In June 2005, AMD launched a lawsuit against its rival Intel, claiming that Intel engaged in unfair competition by offering rebates to PC manufacturers who agreed to eliminate or limit the purchase of AMD microprocessors.

As part of e-discovery, AMD requested the production of e-mail evidence from Intel to demonstrate this claim. Intel failed to produce the e-mail evidence due to (1) a fault in e-mail retention policy and (2) failing to properly inform employees that their ESI was required as evidence through legal hold.

Due to this failure to produce evidence, in November 2009, Intel agreed to pay AMD $1.25 billion as part of a deal to settle all outstanding legal disputes between the two companies.

Appendix E: Cost-Benefit Analysis further discusses how to perform a cost-benefit analysis to determine if implementing a forensic readiness program is valuable to an organization.

Implementing Forensic Readiness

Digital forensic readiness provides a “win–win” situation for organizations because it is complementary to, and an enhancement of, the information security program and strategies. Even if not formally acknowledged, many organizations already perform some information security activities, such as proactively gathering and preserving digital information, relative to digital forensic readiness.

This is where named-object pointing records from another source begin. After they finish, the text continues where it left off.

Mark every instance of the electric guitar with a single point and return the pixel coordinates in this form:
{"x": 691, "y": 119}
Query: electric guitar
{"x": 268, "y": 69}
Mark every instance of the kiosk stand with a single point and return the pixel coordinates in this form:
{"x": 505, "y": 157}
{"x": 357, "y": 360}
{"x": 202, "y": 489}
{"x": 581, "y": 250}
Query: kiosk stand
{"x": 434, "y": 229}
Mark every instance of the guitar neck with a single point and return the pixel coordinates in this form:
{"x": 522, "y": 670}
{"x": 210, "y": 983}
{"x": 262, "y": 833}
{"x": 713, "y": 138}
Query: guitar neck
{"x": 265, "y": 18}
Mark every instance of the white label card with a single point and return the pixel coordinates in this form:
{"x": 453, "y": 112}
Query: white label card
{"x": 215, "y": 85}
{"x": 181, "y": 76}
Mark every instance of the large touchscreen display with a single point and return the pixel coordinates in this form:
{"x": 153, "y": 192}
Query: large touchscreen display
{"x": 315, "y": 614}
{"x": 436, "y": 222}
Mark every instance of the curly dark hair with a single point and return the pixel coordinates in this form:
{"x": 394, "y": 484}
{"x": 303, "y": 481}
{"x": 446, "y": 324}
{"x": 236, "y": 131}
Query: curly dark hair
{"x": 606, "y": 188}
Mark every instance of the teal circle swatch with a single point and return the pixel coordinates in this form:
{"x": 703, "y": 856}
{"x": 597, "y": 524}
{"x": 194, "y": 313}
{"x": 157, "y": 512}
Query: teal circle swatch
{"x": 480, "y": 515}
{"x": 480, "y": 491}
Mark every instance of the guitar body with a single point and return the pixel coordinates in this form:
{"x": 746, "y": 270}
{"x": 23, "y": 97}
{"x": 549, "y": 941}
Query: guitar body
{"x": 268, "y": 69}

Making progress with a digital forensic readiness program requires a risk-based approach that facilitates a practical implementation to manage business risk. The chapters to follow will examine the key activities within information security that are relevant to implementing an effective digital forensic readiness program. Specifically, the inclusion of certain aspects of digital forensic readiness as a component of information security best practices will be discussed in the following steps:

1. Define the business risk scenarios that require digital evidence;

2. Identify available data sources and different types of digital evidence;

3. Determine the requirements for gathering digital evidence;

4. Establishing capabilities for gathering digital evidence in support of evidence rules;

5. Develop a framework to govern digital evidence management;

6. Design targeted security monitoring controls to detect events;

7. Specify the criteria for escalating incidents into formal digital investigations;

8. Conduct ongoing training to educate stakeholder on their organizational role;

9. Document and present evidence-based findings and conclusions;

10. Ensure legal review to facilitate event or incident response actions.

Summary

Digital forensic readiness enables organizations to maximize their proactive investigative capabilities. By completing a proper cost-benefit analysis, the value add of an enhanced level of readiness can be demonstrated through investigative cost reduction and operational efficiencies gains.

Taxonomy

1 Best practice is a method or technique that has consistently shown results superior to those achieved with other means, and that is used as a benchmark.

2 Electronically stored information (ESI), for the purpose of the Federal Rules of Civil Procedure, is information created, manipulated, communicated, stored, and best utilized in digital form, requiring the use of computer hardware and software.